Xu Yihou 許儀後 was a person of no historical significance. That is, until the moment in 1591 when, as Hideyoshi secretly rallied his men for invasion, Xu and his friend risked their lives to send a warning to China of the imminent danger. The name of a man whom we would have otherwise never known existed, was suddenly on the lips of leaders in China, Korea, and Japan; his account of Japan and its preparations was to find its way into history books in all three countries in the centuries which followed.1
Xu Yihou was important then and now, because he found himself in a crucial place at a crucial time: he was born in China but had been living in Japan for twenty years when he learned of Hideyoshi’s plan to conquer the Middle Kingdom. Previously considered beyond the pale of civilization by those at the political and cultural centre of Chinese society, the outbreak of war between Japan and China suddenly made Xu’s insights into Japan invaluable in China. Interesting to us now, are both how someone in his position saw China, Korea, and Japan, and what motivated him to risk everything for a country to which he could not expect to return.
Calm before the storm
In early 1592 clouds of war were gathering in the east, as Toyotomi Hideyoshi called on the Japanese lords to prepare for an invasion of Korea and China. The Ming government, however, remained blissfully unaware of the looming threat, as they had long ago lost official contact with the Japanese. The courts of Chosŏn (Korea) and the island-kingdom Ryūkyū became aware of Japanese intentions after Hideyoshi – freshly full of hubris having brought the whole of Japan to heel – requested their assistance with the invasion. The Chosŏn court was divided on whether the Japanese would actually invade and hesitated in sending a report to Beijing, while two Chinese men bringing reports from Ryūkyū were not taken seriously by Ming officials.2 The Ming court began to take heed only when in the second month of 1592 a secret report arrived from a Chinese man living in Satsuma, Japan. An unsolicited intelligence report, it gave extensive information on everything from Japanese politics to tactics in the field, and most significantly, insisted that the Japanese were preparing to invade China that spring.
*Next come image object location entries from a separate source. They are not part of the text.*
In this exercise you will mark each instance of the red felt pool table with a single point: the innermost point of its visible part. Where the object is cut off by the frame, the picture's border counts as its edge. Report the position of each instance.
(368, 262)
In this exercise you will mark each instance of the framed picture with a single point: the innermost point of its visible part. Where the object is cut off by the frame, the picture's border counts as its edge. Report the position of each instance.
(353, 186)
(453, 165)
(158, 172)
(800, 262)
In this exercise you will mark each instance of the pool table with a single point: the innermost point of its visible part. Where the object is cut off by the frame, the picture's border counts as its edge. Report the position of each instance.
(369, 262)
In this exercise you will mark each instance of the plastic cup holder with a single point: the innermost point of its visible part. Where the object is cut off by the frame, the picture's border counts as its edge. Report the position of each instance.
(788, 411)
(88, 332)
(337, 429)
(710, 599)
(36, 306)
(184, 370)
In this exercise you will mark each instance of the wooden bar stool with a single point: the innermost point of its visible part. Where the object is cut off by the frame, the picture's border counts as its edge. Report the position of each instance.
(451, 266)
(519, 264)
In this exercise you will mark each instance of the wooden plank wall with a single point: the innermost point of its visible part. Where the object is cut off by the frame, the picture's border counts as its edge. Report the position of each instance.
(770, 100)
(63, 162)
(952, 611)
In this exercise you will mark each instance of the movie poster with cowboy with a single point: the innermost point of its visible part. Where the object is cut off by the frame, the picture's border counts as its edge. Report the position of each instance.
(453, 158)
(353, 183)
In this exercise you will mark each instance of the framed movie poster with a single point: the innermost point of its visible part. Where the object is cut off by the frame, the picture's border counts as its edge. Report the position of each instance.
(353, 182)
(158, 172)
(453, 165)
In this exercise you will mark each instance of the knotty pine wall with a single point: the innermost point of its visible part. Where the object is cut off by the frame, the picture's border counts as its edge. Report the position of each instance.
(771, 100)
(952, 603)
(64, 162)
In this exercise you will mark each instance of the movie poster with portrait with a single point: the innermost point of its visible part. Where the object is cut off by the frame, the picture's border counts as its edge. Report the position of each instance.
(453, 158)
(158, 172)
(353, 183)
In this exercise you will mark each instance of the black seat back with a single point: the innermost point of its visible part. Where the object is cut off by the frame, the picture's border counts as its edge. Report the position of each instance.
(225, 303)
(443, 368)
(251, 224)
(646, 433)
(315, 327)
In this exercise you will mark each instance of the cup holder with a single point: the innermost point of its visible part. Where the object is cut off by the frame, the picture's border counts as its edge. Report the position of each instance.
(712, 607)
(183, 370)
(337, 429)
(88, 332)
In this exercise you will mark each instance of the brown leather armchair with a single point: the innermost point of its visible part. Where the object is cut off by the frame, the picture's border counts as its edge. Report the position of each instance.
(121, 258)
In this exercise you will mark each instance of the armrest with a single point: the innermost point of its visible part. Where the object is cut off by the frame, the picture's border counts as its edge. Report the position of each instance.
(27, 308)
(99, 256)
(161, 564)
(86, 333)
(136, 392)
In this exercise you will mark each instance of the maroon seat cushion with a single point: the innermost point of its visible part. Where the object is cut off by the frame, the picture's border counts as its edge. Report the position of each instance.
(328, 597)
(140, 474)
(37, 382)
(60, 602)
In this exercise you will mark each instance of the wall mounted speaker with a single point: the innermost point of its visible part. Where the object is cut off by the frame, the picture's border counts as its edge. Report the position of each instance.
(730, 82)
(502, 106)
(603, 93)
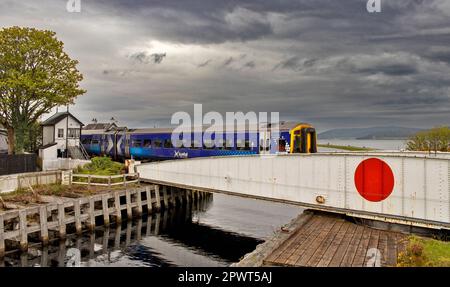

The author of this startling secret report was Xu Yihou.
Xu Yihou appears to have been a native of Wan’an county in Jiangxi province (Map 1.1) and from a humble background.3 In his report, Xu introduces himself by explaining that he and everyone on board his boat were captured by Japanese pirates twenty years earlier, off the coast of Guangdong province. Like many others from the coastal regions, Xu bitterly remarks, he was taken as a slave to Japan.4 Owing to his knowledge of medicine, however, he won the favour of the lord of Satsuma, Shimazu Yoshihisa 島津義久 (1533–1611) (whose family erected the stele shown in Figure 1.1). It is from this position that he not only gained access to militarily sensitive information, but – according to his own account, at least – with tearful pleading had been able to convince Hideyoshi to order action against the marauding pirates when he accompanied Yoshihisa to an audience with him.5 Xu’s preoccupation with pirate abductions suggests he was genuinely taken to Japan forcibly, rather than merely making such a claim in order to avoid being accused of breaching the ban on travel abroad, which made him automatically suspect simply for being in Japan.6
Map 1.1 Map showing the location of Wan’an county in Ming China’s Jiangxi province, Xu Yihou’s probable birthplace.
Figure 1.1 Memorial stele erected in 1599 by the House of Shimazu, which Xu Yihou served, dedicated to those ‘on both sides who died in battle in Korea’, in Mount Kōya 高野山, Wakayama.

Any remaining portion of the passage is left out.